I explored this approach to style transfer on three pairs of images:

* Content image of Main Library, style image of cubism
![alt text](main.jpg "Main Library")
![alt text](cubism.jpg "Main Library")
* Content image of me, style image of Van Gogh's self portait
![alt text](me.jpg "Me")
![alt text](vg.jpg "Van Gogh")
* Content image of me, style image of Naruto
![alt text](me.jpg "Me")
![alt text](naruto.jpg "Me")

I explored the hyperparameter space of content weight, style weight, pooling type, and learning rate, generating as many possible combinations of the parameters as time permitted. 

Time was unexpectedly the biggest challenge of this project.
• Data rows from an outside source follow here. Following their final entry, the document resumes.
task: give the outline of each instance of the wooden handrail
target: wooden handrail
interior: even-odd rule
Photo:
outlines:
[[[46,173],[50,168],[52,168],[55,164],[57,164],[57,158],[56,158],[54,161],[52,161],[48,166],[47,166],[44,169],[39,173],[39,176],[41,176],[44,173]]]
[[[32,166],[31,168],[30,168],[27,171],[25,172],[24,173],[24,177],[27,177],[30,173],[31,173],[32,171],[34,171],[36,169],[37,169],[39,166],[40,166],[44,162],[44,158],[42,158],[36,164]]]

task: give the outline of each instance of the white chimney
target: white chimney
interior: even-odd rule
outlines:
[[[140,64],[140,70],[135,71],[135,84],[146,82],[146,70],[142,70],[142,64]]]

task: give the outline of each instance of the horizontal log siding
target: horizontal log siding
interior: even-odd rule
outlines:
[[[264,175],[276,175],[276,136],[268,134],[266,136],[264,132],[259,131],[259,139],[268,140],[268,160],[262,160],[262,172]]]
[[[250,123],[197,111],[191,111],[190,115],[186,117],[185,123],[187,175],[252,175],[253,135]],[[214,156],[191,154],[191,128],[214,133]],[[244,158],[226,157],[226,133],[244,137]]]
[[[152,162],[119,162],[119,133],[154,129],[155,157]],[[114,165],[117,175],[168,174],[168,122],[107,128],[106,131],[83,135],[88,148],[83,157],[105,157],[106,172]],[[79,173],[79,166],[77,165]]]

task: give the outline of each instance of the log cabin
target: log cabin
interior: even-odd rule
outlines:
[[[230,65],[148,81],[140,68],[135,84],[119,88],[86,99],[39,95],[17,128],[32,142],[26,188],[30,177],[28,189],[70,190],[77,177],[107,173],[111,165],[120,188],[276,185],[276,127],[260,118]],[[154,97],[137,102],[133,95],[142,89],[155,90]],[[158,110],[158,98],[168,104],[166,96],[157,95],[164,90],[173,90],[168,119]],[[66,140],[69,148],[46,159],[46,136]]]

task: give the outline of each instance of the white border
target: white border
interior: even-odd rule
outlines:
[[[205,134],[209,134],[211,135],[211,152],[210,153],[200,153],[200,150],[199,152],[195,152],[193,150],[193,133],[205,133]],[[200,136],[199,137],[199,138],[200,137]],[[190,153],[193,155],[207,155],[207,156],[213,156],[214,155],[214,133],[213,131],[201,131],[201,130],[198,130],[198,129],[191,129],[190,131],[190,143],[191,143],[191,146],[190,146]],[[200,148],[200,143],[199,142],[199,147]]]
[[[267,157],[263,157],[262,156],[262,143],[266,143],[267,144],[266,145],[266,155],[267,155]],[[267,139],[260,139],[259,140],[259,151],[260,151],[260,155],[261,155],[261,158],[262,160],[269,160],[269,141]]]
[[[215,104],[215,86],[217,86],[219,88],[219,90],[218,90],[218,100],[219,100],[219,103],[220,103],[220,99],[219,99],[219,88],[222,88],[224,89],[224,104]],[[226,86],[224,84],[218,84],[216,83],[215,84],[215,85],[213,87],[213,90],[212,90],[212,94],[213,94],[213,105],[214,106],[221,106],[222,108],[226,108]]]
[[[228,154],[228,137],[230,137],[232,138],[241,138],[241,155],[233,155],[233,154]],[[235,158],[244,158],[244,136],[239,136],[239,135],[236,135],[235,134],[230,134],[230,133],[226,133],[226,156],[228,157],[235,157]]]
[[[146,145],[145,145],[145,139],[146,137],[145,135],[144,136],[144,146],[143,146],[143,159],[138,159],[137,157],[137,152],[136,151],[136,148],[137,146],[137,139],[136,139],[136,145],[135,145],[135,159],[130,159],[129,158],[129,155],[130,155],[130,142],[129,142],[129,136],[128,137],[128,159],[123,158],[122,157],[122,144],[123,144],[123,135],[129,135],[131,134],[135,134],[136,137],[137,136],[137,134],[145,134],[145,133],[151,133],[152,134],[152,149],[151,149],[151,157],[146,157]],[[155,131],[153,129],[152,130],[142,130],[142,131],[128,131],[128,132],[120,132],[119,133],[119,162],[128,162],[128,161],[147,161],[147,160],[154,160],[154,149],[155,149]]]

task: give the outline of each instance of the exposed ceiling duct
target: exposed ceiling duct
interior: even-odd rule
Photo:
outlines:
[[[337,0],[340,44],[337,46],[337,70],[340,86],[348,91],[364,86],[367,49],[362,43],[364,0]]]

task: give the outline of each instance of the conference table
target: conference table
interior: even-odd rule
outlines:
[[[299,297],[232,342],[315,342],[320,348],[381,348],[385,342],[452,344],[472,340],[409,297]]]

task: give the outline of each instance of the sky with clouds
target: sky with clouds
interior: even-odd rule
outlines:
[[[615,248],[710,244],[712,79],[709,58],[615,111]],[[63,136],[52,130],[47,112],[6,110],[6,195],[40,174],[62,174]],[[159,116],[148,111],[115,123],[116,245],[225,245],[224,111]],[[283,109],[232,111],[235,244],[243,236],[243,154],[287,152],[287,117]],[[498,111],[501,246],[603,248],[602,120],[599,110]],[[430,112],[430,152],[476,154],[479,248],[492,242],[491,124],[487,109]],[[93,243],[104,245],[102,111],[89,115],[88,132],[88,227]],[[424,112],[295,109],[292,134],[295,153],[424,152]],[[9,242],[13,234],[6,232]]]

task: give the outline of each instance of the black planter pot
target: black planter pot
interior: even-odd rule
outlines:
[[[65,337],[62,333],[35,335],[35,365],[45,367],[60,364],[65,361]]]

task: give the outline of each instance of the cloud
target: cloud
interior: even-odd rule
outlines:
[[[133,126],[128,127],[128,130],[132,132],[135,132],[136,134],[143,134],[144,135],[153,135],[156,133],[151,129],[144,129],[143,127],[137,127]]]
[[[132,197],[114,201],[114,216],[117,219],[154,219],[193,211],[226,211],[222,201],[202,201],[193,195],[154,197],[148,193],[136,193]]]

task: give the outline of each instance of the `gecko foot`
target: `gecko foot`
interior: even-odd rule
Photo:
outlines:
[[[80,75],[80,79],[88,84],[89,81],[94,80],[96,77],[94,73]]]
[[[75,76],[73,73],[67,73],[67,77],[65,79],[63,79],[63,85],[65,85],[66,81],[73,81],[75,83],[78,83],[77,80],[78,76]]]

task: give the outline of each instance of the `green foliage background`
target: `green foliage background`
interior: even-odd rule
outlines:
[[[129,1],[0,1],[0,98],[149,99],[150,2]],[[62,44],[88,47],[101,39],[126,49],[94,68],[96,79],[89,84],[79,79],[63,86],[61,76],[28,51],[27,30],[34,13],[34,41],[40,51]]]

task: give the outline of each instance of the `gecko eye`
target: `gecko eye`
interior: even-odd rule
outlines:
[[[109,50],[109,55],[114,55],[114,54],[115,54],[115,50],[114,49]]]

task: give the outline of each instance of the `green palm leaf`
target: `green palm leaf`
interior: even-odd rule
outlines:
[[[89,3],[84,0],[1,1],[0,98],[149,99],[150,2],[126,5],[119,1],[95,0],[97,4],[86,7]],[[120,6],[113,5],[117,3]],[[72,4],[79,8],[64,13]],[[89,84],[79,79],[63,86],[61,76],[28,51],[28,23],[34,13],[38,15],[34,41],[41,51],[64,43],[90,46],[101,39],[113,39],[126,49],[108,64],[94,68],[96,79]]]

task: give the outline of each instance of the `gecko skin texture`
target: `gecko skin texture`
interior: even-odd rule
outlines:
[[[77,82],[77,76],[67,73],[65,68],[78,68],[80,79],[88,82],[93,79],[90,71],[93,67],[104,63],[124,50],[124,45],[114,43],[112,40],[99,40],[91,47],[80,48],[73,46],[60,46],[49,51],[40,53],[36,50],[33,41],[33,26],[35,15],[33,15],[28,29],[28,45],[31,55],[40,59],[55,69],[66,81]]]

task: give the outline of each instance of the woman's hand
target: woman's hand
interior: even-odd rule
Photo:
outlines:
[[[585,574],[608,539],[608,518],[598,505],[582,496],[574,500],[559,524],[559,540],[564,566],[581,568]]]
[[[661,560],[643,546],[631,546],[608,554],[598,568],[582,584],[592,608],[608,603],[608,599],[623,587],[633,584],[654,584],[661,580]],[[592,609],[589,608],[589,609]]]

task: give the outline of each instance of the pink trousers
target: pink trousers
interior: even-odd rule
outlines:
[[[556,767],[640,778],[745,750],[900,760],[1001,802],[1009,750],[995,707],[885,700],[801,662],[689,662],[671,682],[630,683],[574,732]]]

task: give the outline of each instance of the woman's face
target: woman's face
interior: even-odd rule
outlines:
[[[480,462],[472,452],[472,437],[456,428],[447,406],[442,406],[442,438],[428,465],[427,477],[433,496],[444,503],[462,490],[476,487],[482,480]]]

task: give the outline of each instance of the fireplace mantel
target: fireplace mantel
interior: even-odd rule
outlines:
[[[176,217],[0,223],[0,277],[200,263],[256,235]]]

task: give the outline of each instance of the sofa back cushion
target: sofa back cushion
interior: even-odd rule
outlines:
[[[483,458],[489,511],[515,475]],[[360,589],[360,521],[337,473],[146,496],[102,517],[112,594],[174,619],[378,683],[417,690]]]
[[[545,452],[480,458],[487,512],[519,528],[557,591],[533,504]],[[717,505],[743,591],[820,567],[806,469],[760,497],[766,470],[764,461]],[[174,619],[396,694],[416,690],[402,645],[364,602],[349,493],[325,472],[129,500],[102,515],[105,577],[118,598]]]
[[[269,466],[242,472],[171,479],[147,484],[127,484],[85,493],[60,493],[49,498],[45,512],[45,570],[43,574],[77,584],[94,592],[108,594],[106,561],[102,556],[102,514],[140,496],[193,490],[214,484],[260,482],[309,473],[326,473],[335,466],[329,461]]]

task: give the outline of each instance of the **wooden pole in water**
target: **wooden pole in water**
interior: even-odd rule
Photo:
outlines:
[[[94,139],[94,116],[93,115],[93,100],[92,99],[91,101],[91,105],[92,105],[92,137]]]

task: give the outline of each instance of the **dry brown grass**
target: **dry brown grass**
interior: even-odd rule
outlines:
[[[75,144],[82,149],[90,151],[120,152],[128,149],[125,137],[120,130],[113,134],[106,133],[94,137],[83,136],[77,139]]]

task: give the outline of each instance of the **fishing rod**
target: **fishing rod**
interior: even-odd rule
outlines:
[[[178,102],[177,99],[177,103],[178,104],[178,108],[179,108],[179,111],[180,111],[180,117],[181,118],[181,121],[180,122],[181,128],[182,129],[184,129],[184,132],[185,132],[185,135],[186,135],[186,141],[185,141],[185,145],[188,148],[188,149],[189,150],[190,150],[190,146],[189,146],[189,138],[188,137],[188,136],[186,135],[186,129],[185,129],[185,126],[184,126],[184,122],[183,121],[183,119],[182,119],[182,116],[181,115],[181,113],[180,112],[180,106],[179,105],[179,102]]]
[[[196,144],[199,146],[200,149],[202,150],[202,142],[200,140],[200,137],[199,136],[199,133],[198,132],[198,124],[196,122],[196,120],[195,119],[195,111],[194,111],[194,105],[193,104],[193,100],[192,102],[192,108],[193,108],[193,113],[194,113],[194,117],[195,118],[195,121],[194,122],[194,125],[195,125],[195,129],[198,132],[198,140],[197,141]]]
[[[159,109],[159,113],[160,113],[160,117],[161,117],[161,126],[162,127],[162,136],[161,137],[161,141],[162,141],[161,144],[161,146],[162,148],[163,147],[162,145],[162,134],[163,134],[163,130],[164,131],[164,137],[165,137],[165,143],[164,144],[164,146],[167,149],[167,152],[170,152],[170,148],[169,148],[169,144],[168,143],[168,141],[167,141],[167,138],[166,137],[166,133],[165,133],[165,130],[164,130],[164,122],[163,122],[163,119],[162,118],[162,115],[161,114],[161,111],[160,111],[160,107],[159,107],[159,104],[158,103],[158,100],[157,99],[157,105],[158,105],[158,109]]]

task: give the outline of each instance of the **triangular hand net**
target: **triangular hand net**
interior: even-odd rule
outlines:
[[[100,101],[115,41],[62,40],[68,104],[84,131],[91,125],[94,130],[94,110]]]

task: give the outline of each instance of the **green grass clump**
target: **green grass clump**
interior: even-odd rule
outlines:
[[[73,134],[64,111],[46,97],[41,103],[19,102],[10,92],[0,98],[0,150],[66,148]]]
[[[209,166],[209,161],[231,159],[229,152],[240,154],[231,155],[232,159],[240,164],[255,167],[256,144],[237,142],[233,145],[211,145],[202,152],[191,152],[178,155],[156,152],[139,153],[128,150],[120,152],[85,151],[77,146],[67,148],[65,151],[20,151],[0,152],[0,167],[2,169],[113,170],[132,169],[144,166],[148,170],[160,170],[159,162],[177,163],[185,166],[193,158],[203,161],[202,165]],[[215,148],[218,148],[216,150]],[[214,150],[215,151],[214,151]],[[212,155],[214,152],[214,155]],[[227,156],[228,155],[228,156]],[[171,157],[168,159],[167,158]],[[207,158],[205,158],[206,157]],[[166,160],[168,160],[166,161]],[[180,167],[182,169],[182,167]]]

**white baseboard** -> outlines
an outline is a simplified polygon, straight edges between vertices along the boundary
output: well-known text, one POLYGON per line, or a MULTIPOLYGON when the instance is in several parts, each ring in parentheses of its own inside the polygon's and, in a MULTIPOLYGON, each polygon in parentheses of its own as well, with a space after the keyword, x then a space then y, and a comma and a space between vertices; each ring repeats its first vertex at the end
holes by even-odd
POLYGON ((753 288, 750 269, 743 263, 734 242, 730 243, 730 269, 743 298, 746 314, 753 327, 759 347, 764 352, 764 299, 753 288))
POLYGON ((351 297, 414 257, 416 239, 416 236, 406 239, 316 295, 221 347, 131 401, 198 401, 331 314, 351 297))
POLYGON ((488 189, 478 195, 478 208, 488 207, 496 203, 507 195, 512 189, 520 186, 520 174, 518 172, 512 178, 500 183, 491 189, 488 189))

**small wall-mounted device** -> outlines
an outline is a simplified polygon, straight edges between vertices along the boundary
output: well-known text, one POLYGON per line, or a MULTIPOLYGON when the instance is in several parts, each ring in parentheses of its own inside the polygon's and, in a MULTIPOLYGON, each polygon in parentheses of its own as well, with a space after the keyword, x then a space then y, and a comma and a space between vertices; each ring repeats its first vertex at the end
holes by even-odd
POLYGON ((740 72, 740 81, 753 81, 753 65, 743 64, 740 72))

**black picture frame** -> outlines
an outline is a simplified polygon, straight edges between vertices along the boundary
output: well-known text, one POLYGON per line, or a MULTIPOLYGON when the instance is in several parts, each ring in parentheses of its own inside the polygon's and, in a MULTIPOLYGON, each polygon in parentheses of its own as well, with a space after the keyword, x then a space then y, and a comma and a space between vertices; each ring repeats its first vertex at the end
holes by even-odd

I knew the optimization would be long, but I didn't know that it would be 2-hours-per-image long, even after I resized the image! When I attempted to reduce the size of the image to a point where the process only took 5-10 minutes, the images were way too small to be able to discern much detail or style. A big learning experience of this project was simply learning how to queue up a lot of work (**and** constantly save results--I lost about a day's worth of work because my computer crashed before I could save the results of multiple style transfers) and leave my computer to itself for a day or two to grind through the style transfers. 

The following cell was used to experiment with 2 pooling types (max and average), 3 content weights ($1/2, 5, 50), and 3 style weights (50, 500, 5000) for a total of hyperparameter combinations:

In [None]:
content_path = 'me.jpg'
style_path = 'naruto.jpg'

content_image = read_img(content_path)
content_image = scipy.misc.imresize(content_image, 0.25)
style_image = read_img(style_path)
style_image = scipy.misc.imresize(style_image, 0.5)

vgg = VGG19()
vgg.load_data(vgg.VGG19_PATH)

content_layers = ('relu4_2', 'relu5_2')
style_layers = ('relu1_1', 'relu2_1', 'relu3_1', 'relu4_1', 'relu5_1')

pooling_type ='max'
epsilon = 1e-08
beta1 = 0.9
beta2 = 0.999
learning_rate = 1e1
iterations = 1000
content_weight = 5e0
style_weight=5e2
ct = 0
best_images = []
for pooling_type in ('max', 'avg'):
    for cw in (-1, 0, 1):
        content_weight = 5*10**cw
        for sw in (1,2,3):
            ct += 1
            style_weight = 5*10**sw
            
            print(ct, pooling_type, content_weight, style_weight)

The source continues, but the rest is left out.